Capitol Buzz for Monday, 2/13
Five Stories To Think About Today
* Today the Legislature returns for the sixth week of the session. Now that they've passed the midway point, expect the pace of lawmaking to quicken. Subcommittees in both chambers are no longer meeting, and the Senate is readying its budget to match the House's or begin negotiations with the House.
* This afternoon the Senate will again take up prison privatization, SB 2038. The issue is a priority of Senate leadership, but there are a number of Republicans who are opposed, lead by Sens. Mike Fasano and Paula Dockery. The vote appears too close to call, with the Senate sharply divided.
* Also on the Senate calendar Monday are several items related to veterans issues.
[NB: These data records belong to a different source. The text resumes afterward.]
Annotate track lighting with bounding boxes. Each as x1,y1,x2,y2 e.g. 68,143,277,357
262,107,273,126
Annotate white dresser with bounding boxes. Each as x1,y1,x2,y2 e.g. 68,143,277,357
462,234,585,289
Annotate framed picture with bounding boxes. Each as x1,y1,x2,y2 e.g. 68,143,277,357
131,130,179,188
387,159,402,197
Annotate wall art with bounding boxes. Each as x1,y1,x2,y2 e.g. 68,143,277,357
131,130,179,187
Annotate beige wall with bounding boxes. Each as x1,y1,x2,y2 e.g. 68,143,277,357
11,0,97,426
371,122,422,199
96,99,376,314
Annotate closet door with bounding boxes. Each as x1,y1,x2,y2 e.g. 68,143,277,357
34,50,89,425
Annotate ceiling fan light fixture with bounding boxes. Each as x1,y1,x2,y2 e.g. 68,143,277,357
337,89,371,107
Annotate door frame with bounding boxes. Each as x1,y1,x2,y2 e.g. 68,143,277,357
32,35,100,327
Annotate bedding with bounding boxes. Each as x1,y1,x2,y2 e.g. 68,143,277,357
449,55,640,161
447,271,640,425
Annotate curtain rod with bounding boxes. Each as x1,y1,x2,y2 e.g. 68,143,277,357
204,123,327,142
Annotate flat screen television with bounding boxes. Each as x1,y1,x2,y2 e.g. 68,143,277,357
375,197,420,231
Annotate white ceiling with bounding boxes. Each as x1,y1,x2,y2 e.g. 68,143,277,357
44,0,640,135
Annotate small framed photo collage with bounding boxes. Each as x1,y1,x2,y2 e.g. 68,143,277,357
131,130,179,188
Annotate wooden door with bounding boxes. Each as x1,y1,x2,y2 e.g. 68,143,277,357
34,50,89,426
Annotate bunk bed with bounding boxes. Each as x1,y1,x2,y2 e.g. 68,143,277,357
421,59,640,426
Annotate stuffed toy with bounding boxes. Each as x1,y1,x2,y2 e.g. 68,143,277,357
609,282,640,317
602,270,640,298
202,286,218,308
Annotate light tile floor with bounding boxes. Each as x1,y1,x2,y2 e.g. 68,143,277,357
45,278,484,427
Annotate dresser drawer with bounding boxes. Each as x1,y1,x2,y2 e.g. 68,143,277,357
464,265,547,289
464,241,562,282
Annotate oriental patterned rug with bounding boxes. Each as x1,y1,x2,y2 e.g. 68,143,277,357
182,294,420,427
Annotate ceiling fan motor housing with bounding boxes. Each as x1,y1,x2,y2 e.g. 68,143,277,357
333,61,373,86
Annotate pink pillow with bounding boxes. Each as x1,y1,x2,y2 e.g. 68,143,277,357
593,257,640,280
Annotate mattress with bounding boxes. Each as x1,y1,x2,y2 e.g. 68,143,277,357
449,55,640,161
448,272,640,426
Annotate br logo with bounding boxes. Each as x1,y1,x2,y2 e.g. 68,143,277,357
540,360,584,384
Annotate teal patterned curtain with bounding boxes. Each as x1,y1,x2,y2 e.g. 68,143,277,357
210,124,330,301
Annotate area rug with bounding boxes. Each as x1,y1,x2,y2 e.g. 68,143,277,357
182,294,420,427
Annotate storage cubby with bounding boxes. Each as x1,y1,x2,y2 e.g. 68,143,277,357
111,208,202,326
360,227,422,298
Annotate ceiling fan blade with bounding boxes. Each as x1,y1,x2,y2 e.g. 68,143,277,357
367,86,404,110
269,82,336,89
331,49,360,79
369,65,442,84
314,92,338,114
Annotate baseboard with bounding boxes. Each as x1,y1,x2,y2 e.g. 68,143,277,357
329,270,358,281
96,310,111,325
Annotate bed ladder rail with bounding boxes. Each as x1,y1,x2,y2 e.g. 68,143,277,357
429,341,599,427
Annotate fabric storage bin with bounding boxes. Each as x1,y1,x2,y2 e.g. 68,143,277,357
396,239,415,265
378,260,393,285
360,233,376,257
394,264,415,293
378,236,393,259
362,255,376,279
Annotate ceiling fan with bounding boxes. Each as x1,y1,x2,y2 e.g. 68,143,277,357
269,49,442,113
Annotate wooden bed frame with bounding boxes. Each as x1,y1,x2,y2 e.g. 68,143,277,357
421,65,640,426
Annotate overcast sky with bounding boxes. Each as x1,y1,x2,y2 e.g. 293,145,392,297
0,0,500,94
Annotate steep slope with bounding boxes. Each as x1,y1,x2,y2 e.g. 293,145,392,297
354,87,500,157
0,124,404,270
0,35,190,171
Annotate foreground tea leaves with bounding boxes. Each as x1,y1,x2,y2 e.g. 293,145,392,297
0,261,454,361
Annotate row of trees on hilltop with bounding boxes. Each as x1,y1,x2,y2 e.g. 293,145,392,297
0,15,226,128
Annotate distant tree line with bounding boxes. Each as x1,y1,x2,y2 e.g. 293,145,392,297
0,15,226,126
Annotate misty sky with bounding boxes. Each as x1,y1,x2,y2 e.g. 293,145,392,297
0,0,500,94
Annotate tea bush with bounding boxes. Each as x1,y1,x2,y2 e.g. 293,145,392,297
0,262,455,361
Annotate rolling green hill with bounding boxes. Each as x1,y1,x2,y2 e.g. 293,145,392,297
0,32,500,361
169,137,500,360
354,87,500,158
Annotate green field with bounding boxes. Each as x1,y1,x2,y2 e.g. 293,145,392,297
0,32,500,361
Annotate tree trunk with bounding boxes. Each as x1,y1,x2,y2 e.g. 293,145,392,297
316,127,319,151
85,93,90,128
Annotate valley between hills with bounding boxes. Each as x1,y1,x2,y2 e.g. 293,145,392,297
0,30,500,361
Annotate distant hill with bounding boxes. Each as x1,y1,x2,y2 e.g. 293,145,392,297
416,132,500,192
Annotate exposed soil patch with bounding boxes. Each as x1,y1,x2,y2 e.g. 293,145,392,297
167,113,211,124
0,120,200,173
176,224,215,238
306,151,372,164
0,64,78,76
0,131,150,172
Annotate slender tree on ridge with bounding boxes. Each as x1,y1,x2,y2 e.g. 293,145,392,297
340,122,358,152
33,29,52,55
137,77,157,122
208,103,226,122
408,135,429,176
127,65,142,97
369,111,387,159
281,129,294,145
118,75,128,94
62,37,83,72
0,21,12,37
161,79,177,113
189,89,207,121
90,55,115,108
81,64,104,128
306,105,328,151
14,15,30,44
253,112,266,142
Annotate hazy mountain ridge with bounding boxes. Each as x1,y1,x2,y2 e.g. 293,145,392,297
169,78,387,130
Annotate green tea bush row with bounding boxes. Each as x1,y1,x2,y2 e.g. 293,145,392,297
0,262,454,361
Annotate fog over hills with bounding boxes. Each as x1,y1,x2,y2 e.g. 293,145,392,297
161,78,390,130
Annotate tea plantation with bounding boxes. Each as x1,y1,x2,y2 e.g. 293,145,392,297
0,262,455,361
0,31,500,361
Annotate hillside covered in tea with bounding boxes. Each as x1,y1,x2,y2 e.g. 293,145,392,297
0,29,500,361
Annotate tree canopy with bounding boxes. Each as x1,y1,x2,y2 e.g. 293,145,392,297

That includes a bill to create a Combat Infantry Badge license plate and a bill urging Congress to support efforts to commemorate the 40th anniversary of the end of U.S. involvement in the Vietnam War.
* The House education committee is taking up the school prayer bill that passed last week in the Senate. The bill, introduced by Sen. Gary Siplin, changed significantly in the Senate -- from allowing schoolchildren to deliver "prayers and benedictions" at noncompulsory assemblies at secondary schools to giving them freedom to deliver "inspirational messages" at any assembly of any school level.
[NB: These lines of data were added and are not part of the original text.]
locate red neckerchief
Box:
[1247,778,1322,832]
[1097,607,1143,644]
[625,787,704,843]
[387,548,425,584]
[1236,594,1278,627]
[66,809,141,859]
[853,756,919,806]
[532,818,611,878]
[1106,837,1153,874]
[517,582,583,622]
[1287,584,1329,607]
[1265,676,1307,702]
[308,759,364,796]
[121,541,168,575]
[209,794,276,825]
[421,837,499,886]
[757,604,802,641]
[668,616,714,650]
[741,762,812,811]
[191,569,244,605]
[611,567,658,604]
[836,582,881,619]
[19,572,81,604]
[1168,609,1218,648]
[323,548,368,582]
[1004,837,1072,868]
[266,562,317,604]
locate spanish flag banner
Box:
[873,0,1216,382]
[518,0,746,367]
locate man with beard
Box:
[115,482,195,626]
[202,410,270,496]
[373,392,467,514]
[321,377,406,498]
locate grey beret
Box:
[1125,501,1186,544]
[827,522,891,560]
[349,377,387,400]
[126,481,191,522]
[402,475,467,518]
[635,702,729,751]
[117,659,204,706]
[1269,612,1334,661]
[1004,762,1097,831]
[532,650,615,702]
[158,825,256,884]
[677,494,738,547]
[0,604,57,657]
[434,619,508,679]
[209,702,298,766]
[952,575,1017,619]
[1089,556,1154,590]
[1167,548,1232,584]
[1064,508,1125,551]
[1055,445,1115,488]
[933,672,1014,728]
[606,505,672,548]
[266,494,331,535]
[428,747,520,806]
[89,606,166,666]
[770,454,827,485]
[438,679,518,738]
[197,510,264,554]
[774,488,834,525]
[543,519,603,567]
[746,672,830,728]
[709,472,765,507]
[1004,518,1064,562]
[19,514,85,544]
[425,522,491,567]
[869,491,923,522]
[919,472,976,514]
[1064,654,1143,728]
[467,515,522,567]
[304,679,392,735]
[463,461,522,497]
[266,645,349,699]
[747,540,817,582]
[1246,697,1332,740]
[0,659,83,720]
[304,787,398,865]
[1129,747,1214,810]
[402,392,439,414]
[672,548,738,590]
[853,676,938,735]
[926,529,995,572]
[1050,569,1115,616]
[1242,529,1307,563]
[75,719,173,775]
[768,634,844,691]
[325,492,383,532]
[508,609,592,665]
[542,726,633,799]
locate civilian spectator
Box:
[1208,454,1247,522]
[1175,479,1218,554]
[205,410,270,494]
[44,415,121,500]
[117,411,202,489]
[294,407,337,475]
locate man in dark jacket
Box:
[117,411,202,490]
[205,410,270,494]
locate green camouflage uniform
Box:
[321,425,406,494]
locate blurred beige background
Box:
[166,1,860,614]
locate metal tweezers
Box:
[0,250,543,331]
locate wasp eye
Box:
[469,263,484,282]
* Finally, ready yourself for the roar of hundreds of motorcycle engines. Today ABATE, or American Bikers Against Totalitarian Enactments, will hold its annual rally in the Capitol courtyard. Each year ABATE lobbies to get $250,000 in the budget for motorcycle safety awareness.
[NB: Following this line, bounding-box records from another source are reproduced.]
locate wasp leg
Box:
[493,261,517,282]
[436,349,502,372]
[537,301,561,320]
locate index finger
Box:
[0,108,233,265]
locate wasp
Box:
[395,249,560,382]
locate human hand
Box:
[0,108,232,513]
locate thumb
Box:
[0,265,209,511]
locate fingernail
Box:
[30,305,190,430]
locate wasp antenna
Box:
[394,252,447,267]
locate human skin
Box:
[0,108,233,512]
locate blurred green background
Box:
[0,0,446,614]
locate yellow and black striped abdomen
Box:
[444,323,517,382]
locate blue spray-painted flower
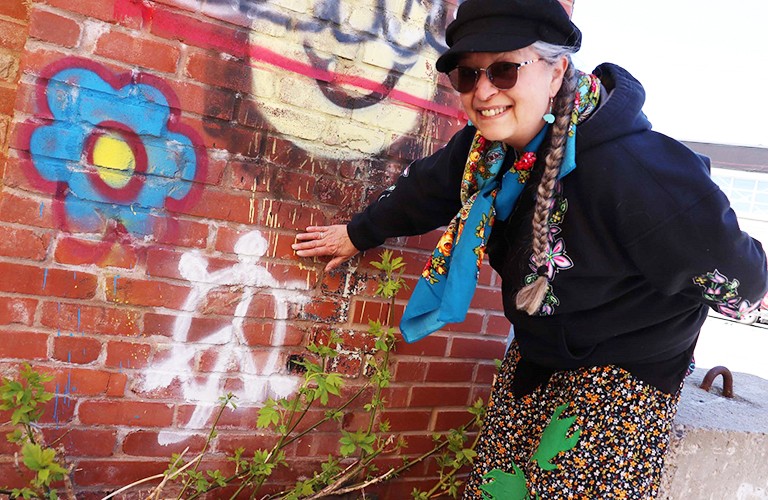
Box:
[30,62,205,234]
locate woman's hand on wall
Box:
[292,224,358,271]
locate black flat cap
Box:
[435,0,581,73]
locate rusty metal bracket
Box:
[699,366,733,398]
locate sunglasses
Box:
[448,59,541,94]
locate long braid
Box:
[515,62,576,315]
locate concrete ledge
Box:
[659,368,768,500]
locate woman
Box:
[294,0,766,499]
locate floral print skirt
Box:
[464,342,680,500]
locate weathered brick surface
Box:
[0,0,524,498]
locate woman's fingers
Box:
[292,224,358,271]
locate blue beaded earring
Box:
[542,97,555,125]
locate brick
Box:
[448,337,506,359]
[54,236,142,269]
[0,262,97,299]
[142,313,176,337]
[0,186,56,228]
[0,297,37,326]
[469,287,502,311]
[426,361,476,382]
[177,189,254,224]
[166,80,237,120]
[430,408,474,432]
[34,365,120,396]
[0,225,51,262]
[94,30,180,73]
[410,385,470,408]
[72,457,168,486]
[473,363,499,386]
[43,426,116,458]
[381,409,432,432]
[352,300,390,325]
[151,216,208,248]
[0,327,48,359]
[152,9,249,59]
[106,277,191,309]
[0,0,29,21]
[45,0,115,21]
[40,391,77,427]
[53,333,101,365]
[0,16,27,51]
[316,177,365,207]
[215,226,296,260]
[104,342,152,370]
[485,314,512,339]
[122,430,205,458]
[381,384,411,409]
[78,399,173,427]
[184,50,252,94]
[184,117,258,155]
[299,298,346,323]
[216,433,277,456]
[289,433,341,457]
[395,333,448,357]
[441,312,484,334]
[29,9,81,48]
[0,459,35,488]
[40,302,141,337]
[393,360,429,382]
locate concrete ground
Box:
[659,317,768,500]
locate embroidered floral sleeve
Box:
[693,269,760,319]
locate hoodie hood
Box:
[576,63,651,153]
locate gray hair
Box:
[531,41,576,64]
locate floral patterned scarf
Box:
[400,73,600,342]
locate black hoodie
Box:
[348,64,768,392]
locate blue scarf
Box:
[400,73,600,342]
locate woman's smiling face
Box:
[459,47,567,150]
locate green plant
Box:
[126,251,484,500]
[0,363,74,499]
Three Issues You Missed Over The Weekend
* A corrections officer and a Quincy man were charged with several counts of fraud Friday, after a joint IRS/FDLE investigation found the two were working together to get inmates' names and social security numbers to file fraudlent federal income tax returns without their knowledge.
* Nearly every state has signed off on a $25 billion deal with the nation’s largest mortgage lenders over foreclosure abuses that occurred after the housing bubble burst. Florida's share is second, at $8.4 billion, only behind California. And as part of the deal, five major banks — Bank of America, JPMorgan Chase, Wells Fargo, Citigroup and Ally Financial — will have three years to reduce loans for nearly 1 million households.
* The Legislature has advanced proposals for several billion dollars in new unfunded tax cuts that, if passed, will come out of the coffers of cities and counties across the state instead of the state budget.